The array-based gene expression profiling (GEP), which is considered the gold standard for discriminating these tumors, remains poorly transposable to routine diagnosis, according to Dr. Ruminy.  In addition, he said the surrogate immunohistochemical (IHC) algorithms that have been proposed may not be as reliable as clinicians would like.

Dr. Ruminy and colleagues analyzed lymph node biopsies from 259 patients with de novo DLBCL, including 195 patients from the Centre Henri Becquerel and 64 from an external group. The investigators compared the RT-MLPA assay to the gold standard method of distinguishing the two lymphoma subtypes. In a training series of 50 randomly selected DLBCL cases, the new method classified 90% of the cases into the expected subtypes (20 GCB and 25 ABC); however, 10% were considered unclassifiable. In a second independent validation series, 93% of 65 samples were classified correctly with the RT-MLPA assay.

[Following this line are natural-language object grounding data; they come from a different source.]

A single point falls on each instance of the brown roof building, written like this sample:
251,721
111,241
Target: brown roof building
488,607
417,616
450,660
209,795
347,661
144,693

The investigators also showed that the RT-MLPA assay was sensitive for analyzing archived formalin-fixed, paraffin-embedded (FFPE) tissue samples. Comparison of samples from paired frozen and FFPE biopsies showed that the RT-MLPA assay correctly classified 89.3% of 28 cases. The researchers looked at survival in 135 treated lymphoma patients diagnosed between 2001 and 2011 in order to evaluate the prognostic value of the assay. They found that patients determined to have the ABC subtype by the RT-MLPA assay had significantly worse progression-free survival (PFS) and overall survival (OS) than those with the GCB subtype. They also found that expression of several individual genes (high LMO2, high BCL6, and low TNFRSF13B expression) within the MLPA signature was significantly associated with prognosis.

Dr. Ruminy said the RT-MLPA assay yields results within one day and requires reagents costing less than $5 per sample. He noted this approach could easily be implemented for routine use.